Photo courtesy of Blind Alley

Francisco Josué Alvarado Araujo, mah cualli ohtli, an installation of found objects

But first, a little background. Schoepp is a noted sculptor and professor of art at Texas Christian University. Thornton is known for her drawings and love of found objects; during the day, you’ll find her at the Modern Art Museum of Fort Worth, where she is curator of education and creator of the museum’s Tuesday-night lecture series. They live across the street from Blind Alley, which sits on a tree-shaded double lot also occupied by a Quonset hut-style studio shared by both artists. The same lot also is a pickup spot for a community-supported agriculture group on Sundays, as well as the site of Schoepp’s personal vegetable garden. Tall oaks occupy the corner occupied by Blind Alley, which is fenced on three sides by gabion walls that also form the skin of the structure. The couple came up with the name during a conversation with Michael Auping, then chief curator at the Modern. “We were talking about our idea for this project, and Michael was bemoaning the fact that artists don’t like to take risks and are unwilling to go down blind alleys anymore,” says Thornton. Newly christened, the project continued to move forward. Schoepp came up with a design and worked with Mark and Peter Anderson, principals of San Francisco-based architectural firm Anderson Anderson.
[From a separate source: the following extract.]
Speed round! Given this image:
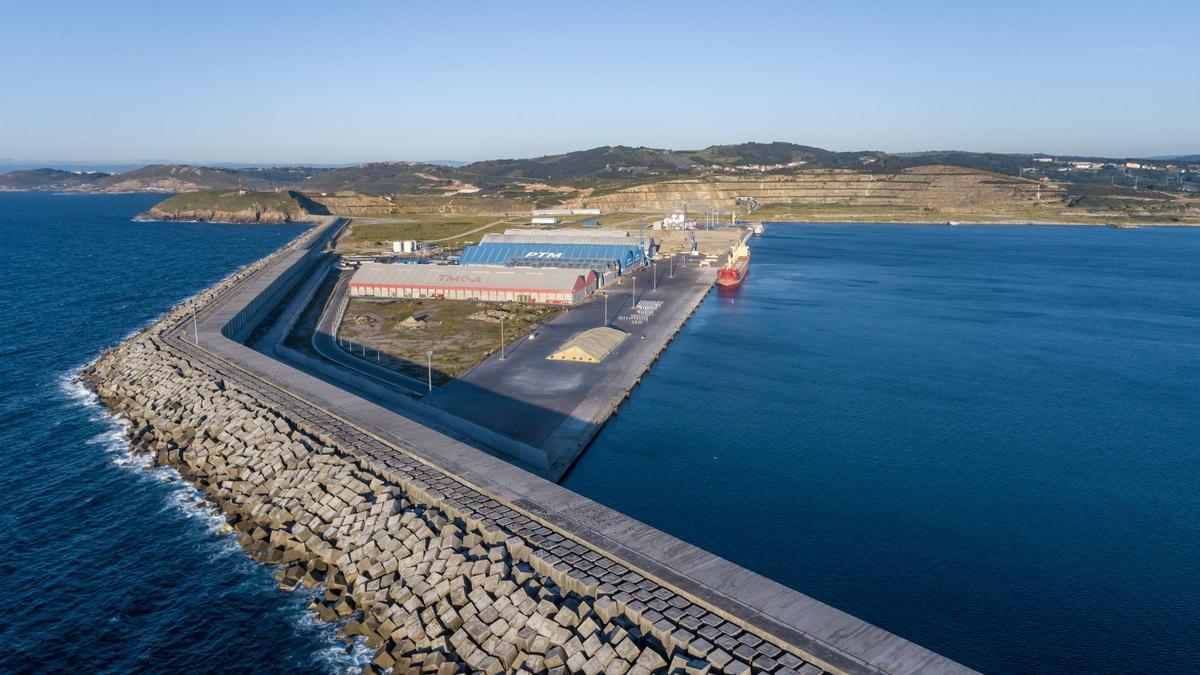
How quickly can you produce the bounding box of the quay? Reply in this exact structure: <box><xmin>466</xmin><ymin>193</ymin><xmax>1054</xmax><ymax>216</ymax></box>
<box><xmin>83</xmin><ymin>221</ymin><xmax>970</xmax><ymax>675</ymax></box>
The two brothers also happened to be Schoepp’s friends and undergrad classmates. The collaboration resulted in what Thornton calls a “magical” space, one that Schoepp built with the help of his brother and a couple of grad students. The 8-by-10-foot room with a glass front is the perfect blank canvas. There is no signage outside, and it has no lights inside. The living roof is lush with native grasses designed to attract bugs and birds, but there’s little else to detract from the display, fulfilling the mission of the space to be a unique alternative for the art community. “We wanted to take risks with the space and the art,” says Thornton. With the COVID-19 outbreak forcing the cancellation of presentations at TCU by Schoepp’s grad students, Blind Alley became the natural place to showcase their works. “It’s magical because it’s as if the universe were talking to us. They have to be the first,” says Thornton. “It really did launch the project.” Says Schoepp, “There’s no pressure to be a success here. We’re OK if you like it or if you don’t.” Maybe the world needs more Blind Alleys.

THE DETAILS

Blind Alley 3317 W. 4th St., Fort Worth, blindalleyprojects.com.
Find them on Instagram @blindalleyprojects. To contact, email blindalleyprojects@gmail.com.
Liminal Space Exhibitions by four TCU graduating MFA students represent ideas that would have been addressed in their thesis exhibitions before all programs and events at TCU were postponed or canceled because of the COVID-19 pandemic. Through May 6 Dario S. Bucheli, Out of Reach May 9-20 Sierra Forester, A Mass Well Dispersed is the Hardest to Confront May 23-June 3 Hector A. Ramirez, ENTRE PIEDRAS Y COPIA (between stones and copy) Look for summer exhibits from Texas sculptor Gene Owens, who apprenticed with Isamu Noguchi. Owens’ fountain at the Fort Worth Botanic Garden, “Runnels,” is made up of hand-formed ceramic blocks. Also in the works is an exhibit by Richard Wentworth, a British artist associated with the New British Sculpture movement in the 1970s.